Panama City, PanamaU.S. authorities arrested a top Cambodian wildlife official yesterday on his way to a global wildlife trade summit in Panama. He was detained in New York at John F. Kennedy International Airport.
Masphal Kry, 46, is alleged to be part of an international primate smuggling ring that has sold thousands of wild long-tailed macaques, an endangered animal, to research facilities in the United States, representing them as captive bred. Allegations against Kry include accepting bribes and personally delivering wild-caught monkeys to a Cambodian facility that passed the animals off as bred in captivity.
Kry is a deputy director at the Cambodian Forestry Administration, within the Ministry of Agriculture, Forestry and Fisheries. Omaliss Keo, 58, the director general of the forestry administration was also indicted, as were six others affiliated with Vanny Resource Holdings—an animal-breeding company with operations in Hong Kong and Cambodia that supplies the United States with research animals. The eight individuals have been charged with smuggling and conspiracy to violate the Endangered Species Act and the Lacey Act, the U.S.'s oldest wildlife protection law.
According to the indictment, putative breeding facilities in Cambodia made up for shortages in suitable captive-bred monkeys by exporting more than a thousand wild primates, identified falsely in export paperwork as captive bred, to Florida and Texas. Kry and other Cambodian government employees allegedly personally delivered wild long-tailed macaques to a facility in Pursat, Cambodia, between December 2017 and September 2022. The macaques were taken from national parks and protected areas in the country.
The indicted government officials allegedly received cash to participate in the scheme, which included payments for the collection and transport of up to 3,000 “unofficial animals” that could later be sold to customers in the U.S. and elsewhere. In 2020, Vanny Resource Holdings also is alleged to have separately paid more than $2.5 million to seven black market suppliers for more than 14,000 wild-caught macaques.

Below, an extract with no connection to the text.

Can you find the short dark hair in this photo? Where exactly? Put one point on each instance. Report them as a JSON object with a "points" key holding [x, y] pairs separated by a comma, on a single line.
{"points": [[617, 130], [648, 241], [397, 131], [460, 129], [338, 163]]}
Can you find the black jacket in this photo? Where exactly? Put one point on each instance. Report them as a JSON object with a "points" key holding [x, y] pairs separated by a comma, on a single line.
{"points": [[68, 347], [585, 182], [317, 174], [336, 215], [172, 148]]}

Around the same time the arrest occurred yesterday, Dany Chheang, deputy director general of Cambodia’s forestry administration, was speaking with National Geographic about long-tailed macaques and their possible illegal export from Cambodia at the Convention on International Trade in Endangered Species of Wild Fauna and Flora (CITES) conference—the summit his colleague Kry was en route to attend.

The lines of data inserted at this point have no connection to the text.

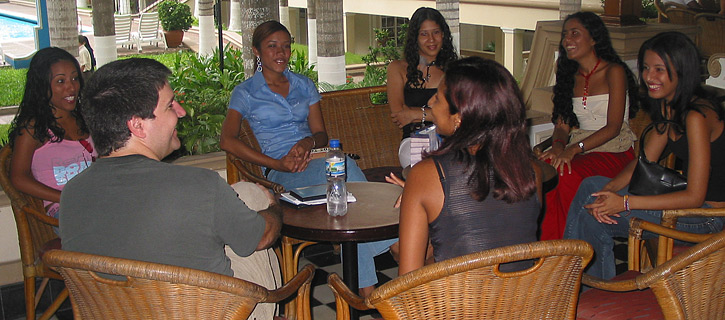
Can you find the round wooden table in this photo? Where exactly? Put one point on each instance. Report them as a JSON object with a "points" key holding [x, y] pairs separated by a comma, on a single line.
{"points": [[372, 217]]}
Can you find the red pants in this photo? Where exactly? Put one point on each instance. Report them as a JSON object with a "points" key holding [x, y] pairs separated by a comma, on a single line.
{"points": [[582, 166]]}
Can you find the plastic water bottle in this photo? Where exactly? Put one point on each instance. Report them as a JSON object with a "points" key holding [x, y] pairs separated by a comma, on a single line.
{"points": [[336, 189]]}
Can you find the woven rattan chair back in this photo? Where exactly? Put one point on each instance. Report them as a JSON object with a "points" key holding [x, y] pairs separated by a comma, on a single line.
{"points": [[472, 287], [693, 287], [158, 291], [35, 230]]}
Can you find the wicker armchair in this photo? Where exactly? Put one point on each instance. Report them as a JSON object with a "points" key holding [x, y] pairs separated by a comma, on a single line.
{"points": [[158, 291], [36, 235], [471, 286], [665, 248], [690, 286]]}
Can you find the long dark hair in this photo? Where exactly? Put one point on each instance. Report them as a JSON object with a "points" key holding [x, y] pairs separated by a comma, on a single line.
{"points": [[84, 40], [411, 51], [35, 107], [566, 70], [493, 119], [681, 58]]}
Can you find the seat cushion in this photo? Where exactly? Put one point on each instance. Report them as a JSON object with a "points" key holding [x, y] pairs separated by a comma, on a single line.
{"points": [[599, 304]]}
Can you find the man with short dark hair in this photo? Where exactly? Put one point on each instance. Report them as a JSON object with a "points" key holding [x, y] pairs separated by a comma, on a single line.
{"points": [[131, 205]]}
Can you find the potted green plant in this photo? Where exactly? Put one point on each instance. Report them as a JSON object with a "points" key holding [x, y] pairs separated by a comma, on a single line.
{"points": [[175, 18]]}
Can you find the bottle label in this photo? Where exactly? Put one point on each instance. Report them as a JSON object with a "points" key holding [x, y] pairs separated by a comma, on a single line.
{"points": [[335, 168]]}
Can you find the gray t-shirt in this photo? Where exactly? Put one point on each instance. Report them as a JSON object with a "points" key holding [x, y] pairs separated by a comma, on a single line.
{"points": [[137, 208]]}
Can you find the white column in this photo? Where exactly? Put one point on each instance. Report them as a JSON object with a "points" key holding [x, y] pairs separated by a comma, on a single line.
{"points": [[513, 51], [105, 50], [284, 15], [331, 70]]}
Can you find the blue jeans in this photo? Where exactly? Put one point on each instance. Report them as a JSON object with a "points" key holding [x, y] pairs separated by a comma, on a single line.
{"points": [[315, 174], [582, 225]]}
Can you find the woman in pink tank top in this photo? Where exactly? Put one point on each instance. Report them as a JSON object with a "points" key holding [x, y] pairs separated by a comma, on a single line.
{"points": [[49, 138]]}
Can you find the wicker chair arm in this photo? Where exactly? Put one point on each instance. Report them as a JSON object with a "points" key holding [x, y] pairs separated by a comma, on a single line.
{"points": [[303, 278], [343, 295], [251, 177]]}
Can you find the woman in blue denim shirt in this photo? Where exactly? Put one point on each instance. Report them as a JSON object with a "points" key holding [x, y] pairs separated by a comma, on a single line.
{"points": [[283, 110], [669, 68]]}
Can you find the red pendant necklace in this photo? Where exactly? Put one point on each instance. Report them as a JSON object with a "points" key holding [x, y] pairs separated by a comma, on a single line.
{"points": [[586, 82]]}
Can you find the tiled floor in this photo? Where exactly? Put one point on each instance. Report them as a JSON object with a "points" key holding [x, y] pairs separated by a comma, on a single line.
{"points": [[322, 256]]}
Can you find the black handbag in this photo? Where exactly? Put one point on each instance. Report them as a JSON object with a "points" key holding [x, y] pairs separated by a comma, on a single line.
{"points": [[650, 178]]}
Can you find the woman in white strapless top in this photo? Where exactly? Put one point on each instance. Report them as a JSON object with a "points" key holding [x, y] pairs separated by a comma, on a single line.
{"points": [[591, 115]]}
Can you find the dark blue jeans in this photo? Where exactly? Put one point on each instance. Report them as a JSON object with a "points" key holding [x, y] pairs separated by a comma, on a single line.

Chheang told National Geographic that his country does not pass off wild long-tailed macaques as captive bred, adding that people often round up “problem” macaques and dump them at pagodas and tourist sites. The animals, Chheang said, are later caught and sent to a sanctuary—not killed or used for research. Laundering of wild-caught macaques “doesn’t happen,” he said. “People just make noise.”
Chheang continued, “This is international trade, so we can’t do things without CITES permits. It’s all in the log books.” Under CITES, long-tailed macaques have been regulated since 1977, meaning that each shipment of the protected animals requires paperwork declaring their origin.
“Macaque farming is successful for conservation,” Chheang said, and “if it weren’t for captive breeding, these animals would have disappeared long ago.”
Chheang did not respond to a request for comment following news of the arrest and indictment of his colleagues.
Earlier this year, the International Union for the Conservation of Nature listed long-tailed macaques as endangered. Demand for the monkeys, popular with biomedical researchers because they're easy to work with, soared during the pandemic. Scientists use them to test COVID-19 vaccines, as models for Alzheimer’s research, and to help ascertain the toxicity of pesticides to humans, among other things.
The International Primatological Society said in a recent statement that the capture of wild-caught monkeys for lab experiments and their misrepresentation as captive bred are a “major threat” to their conservation.